Denver will pay a security company up to $4 million to oversee two massive shelters for people experiencing homelessness, raising concerns from community leaders and elected officials about privacy and safety.
On Monday, the city government contracted with California-based Allied Universal Security, a company with multiple contracts in the city — and a history of employees beating people up at Union Station and Boston’s North Station — to patrol emergency shelters at the National Western Complex and Denver Coliseum.
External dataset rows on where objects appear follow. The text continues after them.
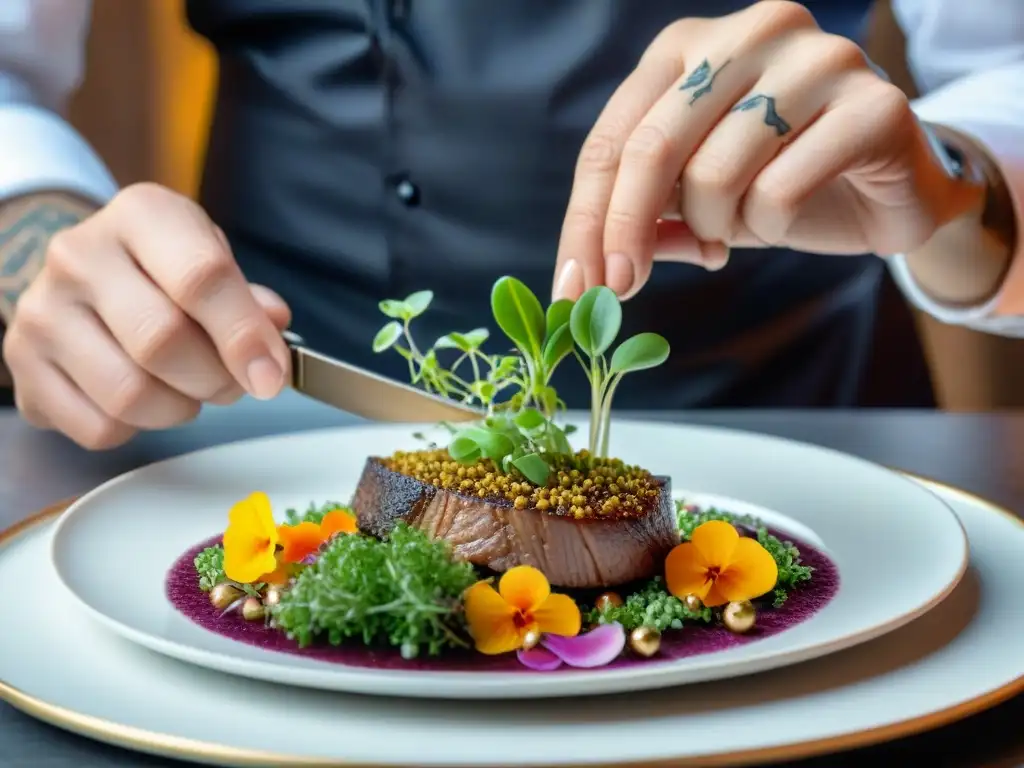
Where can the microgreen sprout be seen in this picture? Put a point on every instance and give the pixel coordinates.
(520, 404)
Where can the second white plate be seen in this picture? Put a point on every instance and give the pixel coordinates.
(899, 550)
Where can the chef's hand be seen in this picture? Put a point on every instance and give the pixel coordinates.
(138, 316)
(755, 129)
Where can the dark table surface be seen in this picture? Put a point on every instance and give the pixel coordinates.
(983, 454)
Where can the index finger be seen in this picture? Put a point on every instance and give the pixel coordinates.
(190, 263)
(581, 261)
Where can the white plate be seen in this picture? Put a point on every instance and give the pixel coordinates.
(961, 657)
(899, 550)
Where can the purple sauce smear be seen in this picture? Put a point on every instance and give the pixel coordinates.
(807, 599)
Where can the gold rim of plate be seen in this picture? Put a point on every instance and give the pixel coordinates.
(185, 749)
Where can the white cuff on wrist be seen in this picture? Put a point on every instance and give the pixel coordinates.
(41, 153)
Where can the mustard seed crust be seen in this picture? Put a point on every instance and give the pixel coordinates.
(580, 486)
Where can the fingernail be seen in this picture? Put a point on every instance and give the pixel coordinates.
(620, 273)
(265, 378)
(569, 282)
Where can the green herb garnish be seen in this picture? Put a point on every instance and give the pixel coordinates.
(518, 430)
(404, 591)
(651, 605)
(210, 566)
(314, 513)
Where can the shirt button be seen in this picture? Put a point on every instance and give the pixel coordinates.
(408, 193)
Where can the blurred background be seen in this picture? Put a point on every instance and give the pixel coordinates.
(144, 107)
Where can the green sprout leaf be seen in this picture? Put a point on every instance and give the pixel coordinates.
(484, 390)
(639, 352)
(556, 348)
(465, 342)
(387, 336)
(529, 419)
(395, 309)
(492, 443)
(464, 450)
(595, 320)
(519, 314)
(534, 468)
(417, 303)
(558, 315)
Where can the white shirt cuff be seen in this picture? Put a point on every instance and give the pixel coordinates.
(42, 153)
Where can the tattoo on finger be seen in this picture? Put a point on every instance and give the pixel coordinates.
(772, 118)
(700, 80)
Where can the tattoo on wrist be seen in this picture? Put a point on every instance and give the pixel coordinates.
(772, 118)
(700, 80)
(26, 227)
The contract will fund 21 security guards, who aren’t allowed to get physical with residents at either shelter, the agreement states. Kami Johle, director fo administration for Denver General Services, told City Council members Monday that “absolutely no weapons” will be carried by the guards. She characterized the security guards as “customer service even though they’re in a uniform.”
However, the responsibilities of Allied guards extend far beyond showing people where the bathroom is. According to the contract, the contractors will also check bags, support enforcement of shelter rules, patrol the area for drug and alcohol use, and guard areas from unauthorized entry. Guards will be posted around the shelter, including near the showers, the contract states.
Councilwomen Jamie Torres and Candi CdeBaca questioned the company’s history, which includes a severe beating.
CdeBaca wondered why the government chose Allied, which is being sued after two of its guards, Taylor Taggart and Victor Diaz, pleaded guilty to charges stemming from the beating of local artist Raverro Stinnett in a Union Station bathroom. The lawsuit says Stinnett suffered a permanent brain injury.
“This is a case that was pretty high profile because of the permanent brain damage sustained,” CdeBaca said, “and so it’s hard for me to wrap my head around the city going with this provider knowing what happened in this case, even from an outsider’s perspective.”